В промежутке между двумя шаткими словами Бауэр бегло взглянул в ту сторону и в застывшей тишине наткнулся, словно на два раскаленных острия — на глаза Грдлички. И в трещину, возникшую от этого в его речи, вошел голос Зины:
— Что это? О чем он говорит?
Бауэр кончил, вспыхнув до корней волос, и все заметили это; Бауэр обратил внимание на Шеметуна — тот стоял ближе всех к нему, внимательно вслушиваясь и морща лоб. Потом Бауэр уловил тихий шелест нот, которые музыканты растерянно перелистывали на пультах, и немного еще помолчал. И все-таки он должен был высказать все, что приготовил. И, набрав воздуха, он выпалил наконец последнюю фразу:
— Поэтому мы с вами… сегодня прощаемся, и примите за все сердечное спасибо. Да здравствует…
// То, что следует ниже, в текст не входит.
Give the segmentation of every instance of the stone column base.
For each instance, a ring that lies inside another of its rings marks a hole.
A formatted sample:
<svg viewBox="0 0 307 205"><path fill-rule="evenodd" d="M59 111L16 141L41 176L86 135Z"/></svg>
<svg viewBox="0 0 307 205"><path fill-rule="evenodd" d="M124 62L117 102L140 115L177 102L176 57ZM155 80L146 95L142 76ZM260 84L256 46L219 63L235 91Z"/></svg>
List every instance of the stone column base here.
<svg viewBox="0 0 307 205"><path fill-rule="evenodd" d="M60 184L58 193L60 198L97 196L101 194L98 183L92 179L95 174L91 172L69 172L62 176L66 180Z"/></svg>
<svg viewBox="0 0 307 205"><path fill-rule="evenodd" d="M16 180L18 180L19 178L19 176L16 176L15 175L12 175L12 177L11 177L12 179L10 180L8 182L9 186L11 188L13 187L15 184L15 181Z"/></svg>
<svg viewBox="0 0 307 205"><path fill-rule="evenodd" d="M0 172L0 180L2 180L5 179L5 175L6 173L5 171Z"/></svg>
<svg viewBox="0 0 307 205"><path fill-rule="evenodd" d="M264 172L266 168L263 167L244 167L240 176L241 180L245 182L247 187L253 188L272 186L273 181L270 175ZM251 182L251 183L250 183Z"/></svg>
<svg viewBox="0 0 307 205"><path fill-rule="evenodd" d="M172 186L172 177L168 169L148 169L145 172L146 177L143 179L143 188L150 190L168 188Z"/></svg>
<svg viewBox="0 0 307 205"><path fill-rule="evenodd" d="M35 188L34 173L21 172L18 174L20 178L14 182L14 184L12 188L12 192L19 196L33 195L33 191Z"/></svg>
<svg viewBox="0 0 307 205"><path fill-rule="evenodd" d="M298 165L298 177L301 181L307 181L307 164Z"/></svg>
И он снова уловил тихий шелест нот, и ему показалось, что в гостиной нестерпимая жара, что все присутствующие так и горят от его собственного смущения. Он увидел, как Валентина Петровна покраснела, Грдличка побледнел, а священник попросту вышел.
Он едва не забыл поклониться публике. Повернувшись сразу к музыкантам, не вытерев вспотевшего лба, не ответив на преданный взгляд Беранека, Бауэр, в ушах у которого все еще звучали его собственные слова, поднял дирижерскую палочку.
Шеметун вдруг зааплодировал, и несколько гостей последовали его примеру.
Однако, как только на пультах зашелестели ноты, все приободрились.
Увертюра из оперы «Марта» Флотова, значившаяся в программе, прозвучала еще неслаженно, инструменты вступали как-то слишком поспешно. Валентина Петровна между тем шепотом спрашивала Шеметуна, попавшегося ей на дороге:
— Послушайте, чего он там наговорил? Кажется, я не все поняла.
— А я, наоборот, понял решительно все, — весело ответил Шеметун. — И я весь уже проникся их духом. Того и гляди, заговорю на их славянском языке.
— Ведь он не обидел вас, нет? — обратилась тогда Валентина Петровна к Грдличке.
Грдличка молча поклонился ей и широко, слащаво улыбнулся.